我正在为网站创建一个python scraper来提取价格,产品编号,编号,描述。当我运行此脚本时,它只会拉出页面的第一项,然后转到下一个URL。 python的新手只是想知道如何修改以从页面中提取所有产品。由于澄清第一个网址只有一个产品,但第二个第三个网站都有很多产品没有被拉。
import requests
from bs4 import BeautifulSoup
import random
import time
product_urls = [
'https://www.qiagen.com/us/shop/pcr/primer-sets/miscript-precursor-assays/#orderinginformation',
'https://www.qiagen.com/us/shop/pcr/primer-sets/miscript-primer-assay-plate/#orderinginformation',
'https://www.qiagen.com/us/shop/pcr/primer-sets/miscript-primer-assays/#orderinginformation',
]
for URL in product_urls:
page = requests.get(URL)
soup = BeautifulSoup(page.text,"lxml")
timeDelay = random.randrange(5, 25)
for item in soup.select('.content'):
cat_name = item.select_one('.title').text.strip()
cat_discription = item.select_one('.copy').text.strip()
product_name = (item.find('div',{'class':'headline'}).text.strip())
product_discription = (item.find('div',{'class': 'copy'}).text.strip())
product_number = (item.find('td',{'class': 'textLeft paddingTopLess'}).text.strip())
cat_number = (item.find('td',{'class': 'textRight paddingTopLess2'}).text.strip())
product_price = (item.find('span',{'class': 'prc'}).text.strip())
print("Catagory Name: {}\n\nCatagory Discription: {}\n\nProduct Name: {}\n\nProduct Discription: {}\n\nProduct Number: {}\n\nCat No: {}\n\nPrice: {}\n\n".format(cat_name,cat_discription,product_name,product_discription,product_number,cat_number,product_price))
time.sleep(timeDelay)
答案 0 :(得分:0)
您可以从pane
类div获取表格元素。

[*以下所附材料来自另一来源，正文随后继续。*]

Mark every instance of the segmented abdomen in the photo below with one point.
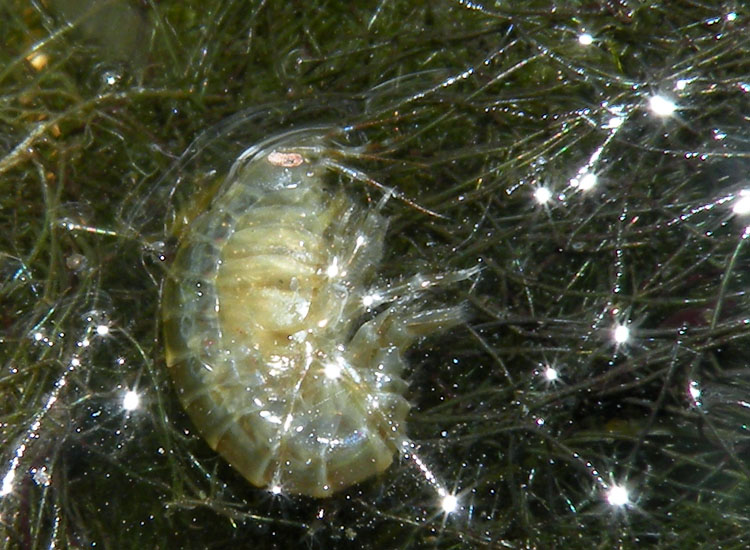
(263, 320)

第四张桌子是主要产品&第五个(现有的)是附加产品。
在下面的示例中,我使用list comprehension输出元组列表,其中包含标题,描述,产品编号,类别n°&价格:
from bs4 import BeautifulSoup
import requests
product_urls = [
'https://www.qiagen.com/us/shop/pcr/primer-sets/miscript-precursor-assays/#orderinginformation',
'https://www.qiagen.com/us/shop/pcr/primer-sets/miscript-primer-assay-plate/#orderinginformation',
'https://www.qiagen.com/us/shop/pcr/primer-sets/miscript-primer-assays/#orderinginformation',
'https://www.qiagen.com/us/shop/pcr/real-time-pcr-enzymes-and-kits/miscript-target-protectors/#orderinginformation',
'https://www.qiagen.com/us/shop/pcr/real-time-pcr-enzymes-and-kits/two-step-qrt-pcr/miscript-sybr-green-pcr-kit/#orderinginformation'
]
session = requests.Session()
for URL in product_urls:
response = session.get(URL)
soup = BeautifulSoup(response.content, "html.parser")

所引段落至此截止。